Yes folks, it's a romance, and a role that doesn't require Ford to leap so much as a curb. The 1954 Billy Wilder original starred Audrey Hepburn as a chauffeur's daughter who returns from schooling in France with a sophistication that turns heads. William Holden played the young playboy millionaire she's briefly infatuated with. Humphrey Bogart played the sobersided older brother who falls hopelessly in love with the young gamine.
This time around, the lineup reads Gamine: Julia Ormond; Playboy Brother: Greg Kinnear (host of the talk show Later); and Repressed Older Brother: Harrison Ford.
Ford gets visibly irked at the observation that the call "Action!" is less literal in Sabrina than in most of his other films.
"Some day," he intones, "I'm going to sit and write down the names of the action films I've done as opposed to other films - thrillers and romances and comedies, and see whether I actually do as many action films as people seem to think I do.
"I don't think I do. I think in today's climate, action films may make more money and more splash." He mentions Working Girl as one of his proudest achievements as a stationary object. "Anyway, I approach it the same way every time, it's all about telling a story. It's always the same job."
Certainly the role of brother Linus - a modern corporate wheeler-dealer in an old-money family - is not informed by Ford's own experience. "It must be different to be born with money," says the onetime carpenter. "I don't know anybody like Linus. I know they're out there, there's reality to the story."
Indeed, his offscreen neighbors and friends in Wyoming - in the heart of the Grand Teton Mountains - are anything but to-the-manor-born. "It really is a nicer place to live. Everybody grows up with kind of a vision of what the ideal place is, their own little vision of paradise. And I had the good fortune to be able to do that, to move out of L.A. and follow that vision. It was the picture I'd been imagining all my life."
And has Harrison Ford changed Jackson, Wyoming? "I don't know," he says with a grin. "I might have driven up the real estate prices a little."
The Harrison Ford File
BORN: Chicago, Ill. Attended Ripon College, flunked out 1964, when he and first wife Mary Marquardt drove to L.A.
SIGNED: A $150-a-week development deal with Columbia Pictures, was cast as a bellhop in the James Coburn film Dead Heat On A Merry Go Round (1966). First line: "Paging Mr. Jones, Paging Mr. Jones. Mr. Jones? Telegram, sir."

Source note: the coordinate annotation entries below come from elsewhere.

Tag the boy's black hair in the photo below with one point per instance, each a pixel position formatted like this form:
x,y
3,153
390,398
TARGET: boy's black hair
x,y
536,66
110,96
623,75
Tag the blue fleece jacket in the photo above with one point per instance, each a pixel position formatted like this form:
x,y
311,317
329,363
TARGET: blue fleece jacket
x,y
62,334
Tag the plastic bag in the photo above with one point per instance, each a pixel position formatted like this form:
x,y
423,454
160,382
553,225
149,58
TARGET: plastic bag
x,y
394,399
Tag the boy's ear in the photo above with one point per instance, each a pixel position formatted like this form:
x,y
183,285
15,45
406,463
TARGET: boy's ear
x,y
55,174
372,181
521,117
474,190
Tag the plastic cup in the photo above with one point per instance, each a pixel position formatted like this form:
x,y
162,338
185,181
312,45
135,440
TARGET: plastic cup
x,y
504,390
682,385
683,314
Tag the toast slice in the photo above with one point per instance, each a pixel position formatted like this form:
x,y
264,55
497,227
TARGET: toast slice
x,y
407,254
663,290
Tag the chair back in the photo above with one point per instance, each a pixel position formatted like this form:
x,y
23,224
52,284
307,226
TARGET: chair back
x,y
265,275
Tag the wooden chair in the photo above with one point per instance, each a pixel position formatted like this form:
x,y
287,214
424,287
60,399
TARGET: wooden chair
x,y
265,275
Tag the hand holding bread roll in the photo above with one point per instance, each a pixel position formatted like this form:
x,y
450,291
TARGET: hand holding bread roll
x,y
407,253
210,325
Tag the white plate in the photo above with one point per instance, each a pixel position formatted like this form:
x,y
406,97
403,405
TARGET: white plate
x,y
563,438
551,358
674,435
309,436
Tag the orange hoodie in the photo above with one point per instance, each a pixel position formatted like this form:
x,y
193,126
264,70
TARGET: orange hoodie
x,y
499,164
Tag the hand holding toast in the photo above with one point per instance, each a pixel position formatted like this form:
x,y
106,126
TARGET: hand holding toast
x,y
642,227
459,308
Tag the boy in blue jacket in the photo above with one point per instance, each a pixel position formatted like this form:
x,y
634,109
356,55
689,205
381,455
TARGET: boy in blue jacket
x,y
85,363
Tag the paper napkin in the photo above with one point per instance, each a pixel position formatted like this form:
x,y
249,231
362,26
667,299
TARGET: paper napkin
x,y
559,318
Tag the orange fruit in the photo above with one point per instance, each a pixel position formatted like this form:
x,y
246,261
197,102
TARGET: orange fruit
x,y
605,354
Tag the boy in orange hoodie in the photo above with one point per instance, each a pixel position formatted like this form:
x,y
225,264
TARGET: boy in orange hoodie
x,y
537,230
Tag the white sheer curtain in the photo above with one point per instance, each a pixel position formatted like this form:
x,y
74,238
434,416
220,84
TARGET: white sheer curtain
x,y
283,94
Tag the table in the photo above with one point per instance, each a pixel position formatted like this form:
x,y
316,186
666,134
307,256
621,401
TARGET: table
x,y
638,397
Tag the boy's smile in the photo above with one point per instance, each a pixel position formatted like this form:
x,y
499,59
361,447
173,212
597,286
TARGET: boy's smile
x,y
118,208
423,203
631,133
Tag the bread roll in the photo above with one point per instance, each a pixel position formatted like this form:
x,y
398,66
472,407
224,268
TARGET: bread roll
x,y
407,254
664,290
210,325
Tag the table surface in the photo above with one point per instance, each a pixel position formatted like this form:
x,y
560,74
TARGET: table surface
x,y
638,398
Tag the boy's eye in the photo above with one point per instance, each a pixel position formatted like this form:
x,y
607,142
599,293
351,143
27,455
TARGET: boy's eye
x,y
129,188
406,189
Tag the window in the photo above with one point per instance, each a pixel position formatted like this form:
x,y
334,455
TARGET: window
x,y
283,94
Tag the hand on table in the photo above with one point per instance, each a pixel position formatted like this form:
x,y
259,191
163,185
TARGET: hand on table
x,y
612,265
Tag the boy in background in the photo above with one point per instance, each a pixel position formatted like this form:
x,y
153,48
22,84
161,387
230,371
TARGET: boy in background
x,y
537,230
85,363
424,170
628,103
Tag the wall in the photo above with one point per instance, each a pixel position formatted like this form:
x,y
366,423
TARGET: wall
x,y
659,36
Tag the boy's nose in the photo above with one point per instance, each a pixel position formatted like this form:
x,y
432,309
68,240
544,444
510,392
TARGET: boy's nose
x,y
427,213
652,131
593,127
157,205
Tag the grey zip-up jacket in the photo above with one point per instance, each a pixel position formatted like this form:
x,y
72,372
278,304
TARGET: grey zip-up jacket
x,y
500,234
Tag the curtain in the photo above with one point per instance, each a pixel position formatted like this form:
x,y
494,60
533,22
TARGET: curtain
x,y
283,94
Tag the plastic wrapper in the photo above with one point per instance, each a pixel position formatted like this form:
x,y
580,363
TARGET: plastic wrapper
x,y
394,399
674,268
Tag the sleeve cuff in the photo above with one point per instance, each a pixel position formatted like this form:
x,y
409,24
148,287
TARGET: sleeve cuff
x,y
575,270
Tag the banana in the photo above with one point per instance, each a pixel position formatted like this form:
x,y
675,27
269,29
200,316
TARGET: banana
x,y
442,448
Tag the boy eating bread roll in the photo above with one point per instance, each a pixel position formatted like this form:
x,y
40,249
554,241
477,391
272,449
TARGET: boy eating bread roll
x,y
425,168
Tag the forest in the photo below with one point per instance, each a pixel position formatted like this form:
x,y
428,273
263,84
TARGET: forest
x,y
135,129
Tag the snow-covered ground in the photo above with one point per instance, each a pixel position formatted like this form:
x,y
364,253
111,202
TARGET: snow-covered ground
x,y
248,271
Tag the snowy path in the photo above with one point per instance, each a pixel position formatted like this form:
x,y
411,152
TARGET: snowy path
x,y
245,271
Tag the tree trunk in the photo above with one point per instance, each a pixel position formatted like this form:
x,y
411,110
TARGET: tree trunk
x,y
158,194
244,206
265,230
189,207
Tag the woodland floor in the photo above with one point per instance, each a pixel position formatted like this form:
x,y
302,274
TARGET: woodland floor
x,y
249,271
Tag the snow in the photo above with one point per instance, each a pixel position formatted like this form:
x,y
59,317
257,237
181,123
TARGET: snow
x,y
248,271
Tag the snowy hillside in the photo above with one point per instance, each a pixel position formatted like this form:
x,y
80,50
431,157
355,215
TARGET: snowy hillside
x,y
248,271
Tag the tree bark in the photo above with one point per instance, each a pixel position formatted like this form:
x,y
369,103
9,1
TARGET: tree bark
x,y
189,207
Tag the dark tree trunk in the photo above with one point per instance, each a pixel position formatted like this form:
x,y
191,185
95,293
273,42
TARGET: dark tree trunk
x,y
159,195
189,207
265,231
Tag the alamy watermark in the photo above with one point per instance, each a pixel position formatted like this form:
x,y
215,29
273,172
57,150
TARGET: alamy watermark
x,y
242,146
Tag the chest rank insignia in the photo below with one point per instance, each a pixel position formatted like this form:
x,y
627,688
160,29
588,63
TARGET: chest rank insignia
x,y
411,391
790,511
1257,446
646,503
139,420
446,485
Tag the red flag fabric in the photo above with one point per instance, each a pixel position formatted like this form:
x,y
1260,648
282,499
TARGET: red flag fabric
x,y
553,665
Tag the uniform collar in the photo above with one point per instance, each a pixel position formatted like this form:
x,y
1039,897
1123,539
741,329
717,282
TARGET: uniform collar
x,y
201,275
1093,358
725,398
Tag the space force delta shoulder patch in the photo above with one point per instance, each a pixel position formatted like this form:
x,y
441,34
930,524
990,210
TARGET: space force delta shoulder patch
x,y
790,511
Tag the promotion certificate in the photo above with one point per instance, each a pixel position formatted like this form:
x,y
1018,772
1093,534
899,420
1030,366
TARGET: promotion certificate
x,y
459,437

"I was in college and I'd done a couple of plays and I decided I was going to be an actor. Everybody else in my class was going to be in an office doing some kind of real work. I wanted a different kind of life. I had an imagining of what it was like to be an actor, and I had that figured right. But I'd forgotten to calculate how difficult it was to get a job as an actor. I was 21 years old and maybe it's natural to underestimate those things.
"I never made a living at this business until I was 35 years old. It was a long apprenticeship."
BIG BREAK: American Graffiti. (1973.)
OTHER FILMS: Star Wars trilogy, Raiders Of The Lost Ark trilogy, Witness, Patriot Games, Clear & Pre. Danger, Blade Runner, Regarding Henry, The Mosquito Coast, Presumed Innocent, The Fugitive.
SECOND MARRIAGE: To screenwriter Melissa Mathison (E.T., Indian In The Cupboard). Two children, ages 8 and 5.
ON HIS EIGHT-FIGURE FEE: "I am well-off, but I'm not motivated by money. I'm motivated by the pleasure of the work I do. It's an intellectual puzzle, a game, a team effort. Movies are a complicated business and I enjoy the process.
"But (the money) brings pressure. I care how the movie does. You don't want to take people's money and go out and make a film people don't want to see. I'm interested in audience films."